E-mail reply, same day: “No problem. I understand, and it’s the responsible thing to do. I forwarded your message and explained to the club members that there is a silver lining to all of this. Our brains need time to process and consolidate new information, so now they have plenty of time to do that.”
My wife and I reside in a 55 and up development in Colorado, where I teach tai chi as a member of the community Tai Chi Club.
As it became apparent toward the end of March that the governor’s stay at home order would be extended, I began to explore the idea for a video tutorial series. Living in a senior community, we are part of the higher risk group for COVID-19, so facilities such as the clubhouse remain closed as of the date this article was written. I recently uploaded Part 9 of the tai chi video series to YouTube.
The videos have been well received and a learning experience for me. One of the comments I received thanked me because they could see my hand positions more clearly on the video. Bear in mind this comment was from a person who was usually in the front row when we were meeting in person. Humbling. I’ve discovered that watching yourself on video during the editing process is an excellent method to evaluate your teaching because you see yourself from the camera’s (and your students’) perspective. It quickly becomes apparent where improvements are needed.
Another aspect that has become a learning experience for me as well as a better learning experience for our club members is demonstrating and teaching in the mirror image view. After creating the first two videos, I realized that a mirror image view would allow viewers to mirror the movements they see on their devices simply, and it would be easier for them to follow along. Our club is currently learning the Yang 24 Forms.

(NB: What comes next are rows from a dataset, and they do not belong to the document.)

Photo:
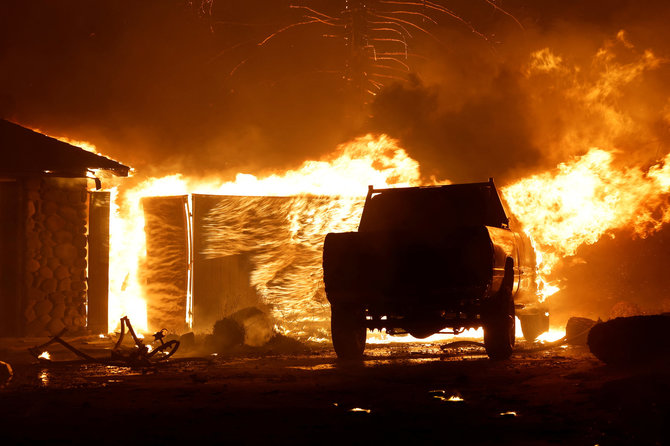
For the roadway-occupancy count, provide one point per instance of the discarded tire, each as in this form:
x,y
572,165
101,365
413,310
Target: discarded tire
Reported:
x,y
631,340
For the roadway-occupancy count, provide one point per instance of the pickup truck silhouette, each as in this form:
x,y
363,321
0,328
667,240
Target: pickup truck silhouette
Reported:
x,y
425,260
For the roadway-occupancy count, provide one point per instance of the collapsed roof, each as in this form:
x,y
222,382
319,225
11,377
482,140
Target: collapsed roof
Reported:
x,y
24,151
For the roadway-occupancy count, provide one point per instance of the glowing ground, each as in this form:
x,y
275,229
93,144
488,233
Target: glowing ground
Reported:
x,y
401,393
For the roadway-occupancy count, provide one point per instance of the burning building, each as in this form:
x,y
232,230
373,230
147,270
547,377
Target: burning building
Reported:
x,y
54,235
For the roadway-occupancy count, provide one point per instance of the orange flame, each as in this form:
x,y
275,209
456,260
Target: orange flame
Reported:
x,y
344,177
586,199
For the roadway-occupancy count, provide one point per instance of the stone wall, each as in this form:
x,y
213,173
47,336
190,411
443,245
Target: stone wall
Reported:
x,y
56,212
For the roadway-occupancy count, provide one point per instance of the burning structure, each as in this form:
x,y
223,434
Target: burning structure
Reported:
x,y
54,235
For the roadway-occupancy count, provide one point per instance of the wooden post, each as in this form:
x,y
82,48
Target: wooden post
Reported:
x,y
98,261
10,295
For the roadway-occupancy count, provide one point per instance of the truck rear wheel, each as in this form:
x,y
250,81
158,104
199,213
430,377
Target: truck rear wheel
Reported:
x,y
347,324
499,320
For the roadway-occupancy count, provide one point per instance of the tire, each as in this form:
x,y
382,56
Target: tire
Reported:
x,y
348,331
499,320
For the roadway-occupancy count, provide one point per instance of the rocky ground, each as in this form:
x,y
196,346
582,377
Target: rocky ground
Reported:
x,y
412,393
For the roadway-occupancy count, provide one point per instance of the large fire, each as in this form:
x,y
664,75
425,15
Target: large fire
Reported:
x,y
339,181
589,196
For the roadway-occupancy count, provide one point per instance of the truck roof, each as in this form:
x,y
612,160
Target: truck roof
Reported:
x,y
452,205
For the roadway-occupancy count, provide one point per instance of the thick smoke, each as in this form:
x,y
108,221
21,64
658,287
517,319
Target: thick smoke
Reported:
x,y
569,81
150,83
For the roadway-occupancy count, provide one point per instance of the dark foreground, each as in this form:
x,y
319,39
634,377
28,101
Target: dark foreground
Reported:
x,y
399,395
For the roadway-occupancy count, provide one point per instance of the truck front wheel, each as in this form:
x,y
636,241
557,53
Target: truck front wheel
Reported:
x,y
499,320
347,324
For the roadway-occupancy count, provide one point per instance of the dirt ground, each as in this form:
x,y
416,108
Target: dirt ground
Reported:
x,y
411,393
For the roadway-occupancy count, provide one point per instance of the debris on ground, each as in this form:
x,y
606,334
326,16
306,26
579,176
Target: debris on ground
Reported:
x,y
577,330
138,355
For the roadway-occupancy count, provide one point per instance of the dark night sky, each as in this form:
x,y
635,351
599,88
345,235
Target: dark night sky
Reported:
x,y
148,82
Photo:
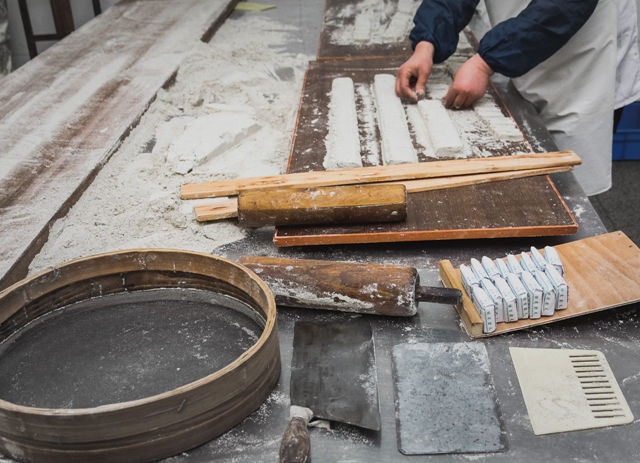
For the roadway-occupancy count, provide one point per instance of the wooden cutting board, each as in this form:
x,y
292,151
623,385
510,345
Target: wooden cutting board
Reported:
x,y
520,207
603,272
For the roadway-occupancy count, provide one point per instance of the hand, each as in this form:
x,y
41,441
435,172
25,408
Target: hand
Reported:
x,y
415,69
469,84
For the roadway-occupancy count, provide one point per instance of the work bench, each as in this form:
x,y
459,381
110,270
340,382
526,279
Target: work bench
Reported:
x,y
615,333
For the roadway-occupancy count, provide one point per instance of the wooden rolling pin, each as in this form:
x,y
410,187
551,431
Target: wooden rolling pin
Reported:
x,y
305,206
349,287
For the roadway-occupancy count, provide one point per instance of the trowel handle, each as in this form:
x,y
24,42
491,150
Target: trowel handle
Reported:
x,y
295,446
438,294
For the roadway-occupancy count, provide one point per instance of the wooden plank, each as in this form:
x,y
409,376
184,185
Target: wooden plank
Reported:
x,y
229,209
346,286
421,170
603,272
64,113
473,211
323,205
520,207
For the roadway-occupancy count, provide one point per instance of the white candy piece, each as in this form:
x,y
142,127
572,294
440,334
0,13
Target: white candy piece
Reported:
x,y
538,259
510,304
420,130
527,263
503,267
522,297
561,286
397,147
490,267
444,135
514,265
469,279
478,269
496,297
486,309
343,140
362,27
552,256
534,290
549,299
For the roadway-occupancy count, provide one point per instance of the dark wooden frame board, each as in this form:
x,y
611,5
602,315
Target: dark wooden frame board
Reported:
x,y
603,272
511,208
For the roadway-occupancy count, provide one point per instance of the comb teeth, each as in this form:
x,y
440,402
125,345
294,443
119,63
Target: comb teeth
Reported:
x,y
596,386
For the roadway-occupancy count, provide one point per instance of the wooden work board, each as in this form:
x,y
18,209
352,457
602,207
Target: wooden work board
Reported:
x,y
603,272
521,207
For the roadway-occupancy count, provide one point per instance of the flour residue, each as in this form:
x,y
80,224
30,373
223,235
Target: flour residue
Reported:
x,y
230,113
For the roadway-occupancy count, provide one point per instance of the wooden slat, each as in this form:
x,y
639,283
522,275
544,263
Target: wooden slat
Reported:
x,y
603,272
229,209
433,169
64,113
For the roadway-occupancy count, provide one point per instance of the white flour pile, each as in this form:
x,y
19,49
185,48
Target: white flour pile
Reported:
x,y
230,114
369,22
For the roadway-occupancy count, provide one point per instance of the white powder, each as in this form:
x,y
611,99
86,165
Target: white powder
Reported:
x,y
397,147
134,201
362,28
367,123
371,22
443,134
419,130
343,141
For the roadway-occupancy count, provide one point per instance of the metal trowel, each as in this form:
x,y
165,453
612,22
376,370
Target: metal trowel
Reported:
x,y
333,377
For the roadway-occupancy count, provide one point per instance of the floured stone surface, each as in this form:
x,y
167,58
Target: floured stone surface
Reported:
x,y
188,142
443,134
134,201
419,130
445,401
343,141
370,22
397,146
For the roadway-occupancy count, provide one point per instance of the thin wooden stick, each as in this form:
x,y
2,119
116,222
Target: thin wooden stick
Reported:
x,y
391,173
229,208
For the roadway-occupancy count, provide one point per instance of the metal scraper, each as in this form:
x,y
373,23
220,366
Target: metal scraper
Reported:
x,y
445,402
333,373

To address the question about identifying individuals as potential teachers, I look for people who, without prompting, offer to help their fellow students and have a natural inclination to give of themselves. In Dr. Lam’s book, “Teaching Tai Chi Effectively”, he states three attributes of successful teachers: attitude, tai chi skills, and teaching skills. Tai chi and teaching skills can be taught, but the right attitude is critical and invaluable.